The Signs I Ignored
I was out of town on work for a few weeks and when I came back I noticed a loud click from my server occasionally. It wasn’t constant and I figured it was just something annoying with the fan so I didn’t think much of it.
The Moment It Happened
I decided I should make sure all the applications I installed from the ports on FreeBSD were up to date so I found a program that would do it for me. It took a while but I had it going remotely most of the day while I was at work. Some time in the afternoon my session was disconnected from the server. I tried to reconnect and I couldn’t access it. When I arrived home, I turned on the monitor to find a single blinking cursor in the upper left of the screen. I don’t normally have a keyboard attached to the server because I just SSH into it. I decided to just shut off the power to the server and restart it. When it restarted it booted up to a point and then I got a message similar to this
/mnt/usr: bad dir ino 16392 AT OFFSET 512: MANGLED ENTRY
panic: ufs_dirbad: bad dir
It would only reboot after this message so I decided I was screwed.
The Search and Solution
What I Tried
When rebooting the server S.M.A.R.T. told me that my hard drive was bad. Fortunately it’s not the hard drive with my data on it (which is a RAID array anyway) but just the drive with the system and programs installed. The one that was being used during the upgrade process. I decided to boot up with my FreeBSD install CD and go to the FixIt mode which presents a command prompt with some basic tools. I used fsck as suggested on that ever helpful blog and found it actually repaired a few things on the drive. After rebooting again I was finally able to log in but SAMBA wasn’t starting and there were some files still seeming to be missing or corrupt. Well, I wasn’t going to bother trying to repair the installation on a bad hard disk anyways so I thought why not take an image of it!

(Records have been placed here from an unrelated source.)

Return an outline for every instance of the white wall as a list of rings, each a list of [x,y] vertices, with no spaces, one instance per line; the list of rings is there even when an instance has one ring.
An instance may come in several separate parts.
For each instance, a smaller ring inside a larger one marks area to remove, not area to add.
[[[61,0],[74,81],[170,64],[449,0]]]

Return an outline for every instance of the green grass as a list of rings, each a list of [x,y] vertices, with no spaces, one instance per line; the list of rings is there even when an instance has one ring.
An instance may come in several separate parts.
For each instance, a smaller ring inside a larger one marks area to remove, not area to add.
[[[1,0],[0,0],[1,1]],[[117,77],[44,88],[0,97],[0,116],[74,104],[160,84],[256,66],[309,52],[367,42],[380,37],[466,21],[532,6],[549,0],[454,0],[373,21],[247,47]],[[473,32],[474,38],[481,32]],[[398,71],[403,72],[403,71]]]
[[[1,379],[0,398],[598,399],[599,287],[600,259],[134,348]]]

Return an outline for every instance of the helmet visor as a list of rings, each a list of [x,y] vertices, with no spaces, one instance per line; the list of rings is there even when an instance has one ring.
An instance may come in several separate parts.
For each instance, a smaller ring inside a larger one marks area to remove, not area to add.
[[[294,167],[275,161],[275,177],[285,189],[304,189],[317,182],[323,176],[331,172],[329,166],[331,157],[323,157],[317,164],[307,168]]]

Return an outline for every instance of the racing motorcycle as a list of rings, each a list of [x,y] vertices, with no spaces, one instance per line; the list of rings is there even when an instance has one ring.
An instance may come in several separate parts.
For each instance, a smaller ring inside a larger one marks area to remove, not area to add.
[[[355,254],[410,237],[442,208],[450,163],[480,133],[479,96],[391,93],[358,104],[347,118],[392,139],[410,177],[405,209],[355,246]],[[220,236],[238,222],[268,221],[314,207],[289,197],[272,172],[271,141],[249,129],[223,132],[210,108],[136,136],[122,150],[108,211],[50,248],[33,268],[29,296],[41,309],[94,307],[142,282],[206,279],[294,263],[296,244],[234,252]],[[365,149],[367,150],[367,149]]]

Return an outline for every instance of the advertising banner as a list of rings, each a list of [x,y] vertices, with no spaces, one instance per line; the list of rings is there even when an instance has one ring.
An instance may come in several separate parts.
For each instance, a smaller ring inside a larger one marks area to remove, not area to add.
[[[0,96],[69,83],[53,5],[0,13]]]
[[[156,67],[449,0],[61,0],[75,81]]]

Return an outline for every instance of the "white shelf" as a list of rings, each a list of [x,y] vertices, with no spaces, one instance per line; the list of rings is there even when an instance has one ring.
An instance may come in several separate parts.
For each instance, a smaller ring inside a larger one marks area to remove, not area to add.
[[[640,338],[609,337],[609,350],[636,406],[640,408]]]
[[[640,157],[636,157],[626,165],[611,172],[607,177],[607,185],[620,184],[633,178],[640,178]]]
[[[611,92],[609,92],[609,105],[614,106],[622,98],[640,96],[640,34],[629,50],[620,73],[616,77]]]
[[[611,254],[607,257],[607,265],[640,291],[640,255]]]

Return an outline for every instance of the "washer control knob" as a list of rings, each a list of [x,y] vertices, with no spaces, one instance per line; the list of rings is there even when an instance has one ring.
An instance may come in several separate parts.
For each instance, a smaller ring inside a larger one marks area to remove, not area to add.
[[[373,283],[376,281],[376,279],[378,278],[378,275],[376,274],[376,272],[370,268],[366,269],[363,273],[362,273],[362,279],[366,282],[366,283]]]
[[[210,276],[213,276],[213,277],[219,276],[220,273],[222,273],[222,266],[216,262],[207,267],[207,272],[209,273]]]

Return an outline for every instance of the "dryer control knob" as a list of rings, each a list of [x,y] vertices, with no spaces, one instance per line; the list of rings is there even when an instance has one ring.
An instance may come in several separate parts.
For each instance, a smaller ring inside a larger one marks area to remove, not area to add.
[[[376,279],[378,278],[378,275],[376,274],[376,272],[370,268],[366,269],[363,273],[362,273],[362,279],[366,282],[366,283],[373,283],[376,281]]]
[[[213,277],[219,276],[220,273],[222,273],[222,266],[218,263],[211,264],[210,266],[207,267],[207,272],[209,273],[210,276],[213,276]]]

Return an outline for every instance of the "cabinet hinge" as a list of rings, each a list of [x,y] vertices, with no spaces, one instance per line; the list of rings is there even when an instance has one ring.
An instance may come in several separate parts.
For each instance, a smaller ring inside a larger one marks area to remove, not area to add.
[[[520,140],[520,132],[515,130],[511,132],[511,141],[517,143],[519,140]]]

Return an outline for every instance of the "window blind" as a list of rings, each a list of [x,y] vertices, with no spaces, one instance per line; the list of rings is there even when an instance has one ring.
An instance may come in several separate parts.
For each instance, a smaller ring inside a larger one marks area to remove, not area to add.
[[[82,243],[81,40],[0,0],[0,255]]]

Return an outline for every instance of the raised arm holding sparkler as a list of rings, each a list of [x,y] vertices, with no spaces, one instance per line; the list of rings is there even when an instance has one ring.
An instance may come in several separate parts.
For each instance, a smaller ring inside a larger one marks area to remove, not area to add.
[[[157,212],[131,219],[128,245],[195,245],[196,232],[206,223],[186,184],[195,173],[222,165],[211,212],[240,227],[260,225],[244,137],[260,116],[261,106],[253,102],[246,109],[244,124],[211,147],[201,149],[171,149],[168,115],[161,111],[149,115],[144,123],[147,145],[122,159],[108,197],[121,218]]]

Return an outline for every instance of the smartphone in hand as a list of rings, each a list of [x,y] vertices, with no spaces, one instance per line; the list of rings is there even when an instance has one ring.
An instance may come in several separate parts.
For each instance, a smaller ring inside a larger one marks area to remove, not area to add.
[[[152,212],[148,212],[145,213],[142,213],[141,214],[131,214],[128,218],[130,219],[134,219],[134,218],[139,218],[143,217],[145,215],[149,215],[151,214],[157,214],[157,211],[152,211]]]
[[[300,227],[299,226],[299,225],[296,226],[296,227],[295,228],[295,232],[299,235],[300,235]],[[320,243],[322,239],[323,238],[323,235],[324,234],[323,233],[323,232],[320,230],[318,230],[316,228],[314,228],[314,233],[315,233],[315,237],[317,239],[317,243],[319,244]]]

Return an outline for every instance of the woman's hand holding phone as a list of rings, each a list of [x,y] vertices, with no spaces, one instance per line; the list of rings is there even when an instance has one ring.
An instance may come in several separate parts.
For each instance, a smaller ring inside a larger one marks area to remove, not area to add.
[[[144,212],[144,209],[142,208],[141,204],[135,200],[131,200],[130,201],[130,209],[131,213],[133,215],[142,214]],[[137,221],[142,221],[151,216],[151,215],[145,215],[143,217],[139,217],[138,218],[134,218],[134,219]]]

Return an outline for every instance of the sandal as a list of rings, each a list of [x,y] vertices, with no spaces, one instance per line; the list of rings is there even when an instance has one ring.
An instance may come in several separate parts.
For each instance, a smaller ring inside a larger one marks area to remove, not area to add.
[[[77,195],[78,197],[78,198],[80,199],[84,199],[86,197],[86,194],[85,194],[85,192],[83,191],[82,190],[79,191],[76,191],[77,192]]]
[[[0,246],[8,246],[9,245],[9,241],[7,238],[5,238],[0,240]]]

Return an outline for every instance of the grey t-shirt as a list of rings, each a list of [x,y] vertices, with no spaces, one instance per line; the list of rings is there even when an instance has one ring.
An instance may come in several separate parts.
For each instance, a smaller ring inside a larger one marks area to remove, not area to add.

A little more research brought me to some simple instructions on using dd to image a drive. I booted to FixIt again and ran dd to copy an image to my external USB hard drive. It took quite a while but in the morning it was finished! I checked to make sure the file was there, shut down, went out and got another hard drive, installed it then tried to mount the USB hard drive again. That’s when it decided not to come up. My only guess is that I didn’t unmount it and the drive data was corrupted when I shut down the computer. Normally on shutdown, everything is unmounted but maybe when running in FixIt that doesn’t happen. I’m not really sure.
My next chance was to just reinstall FreeBSD. Did it a few months ago so I might as well refresh my memory! Installation wasn’t too bad. At least I knew what programs I needed or didn’t need this time. So I installed the programs and then followed my own tutorial on installing the drivers for my RAID card which I had just posted a few days before on OpenSourceCommunity.org. Got the RAID array loaded up and then figured out how to configure SAMBA without the use of the web gui which I used last time. So everything is back up and running now! Tonight I’ll run dd again to get an image of my working install so I’ll be prepared next time.
I just love the fact that almost every problem you have, someone else has had it and you can at least get some clues to the solution online. Thanks to the people who wrote these articles, I was able to get my server up and running again in a couple days and learn a little more about FreeBSD as well.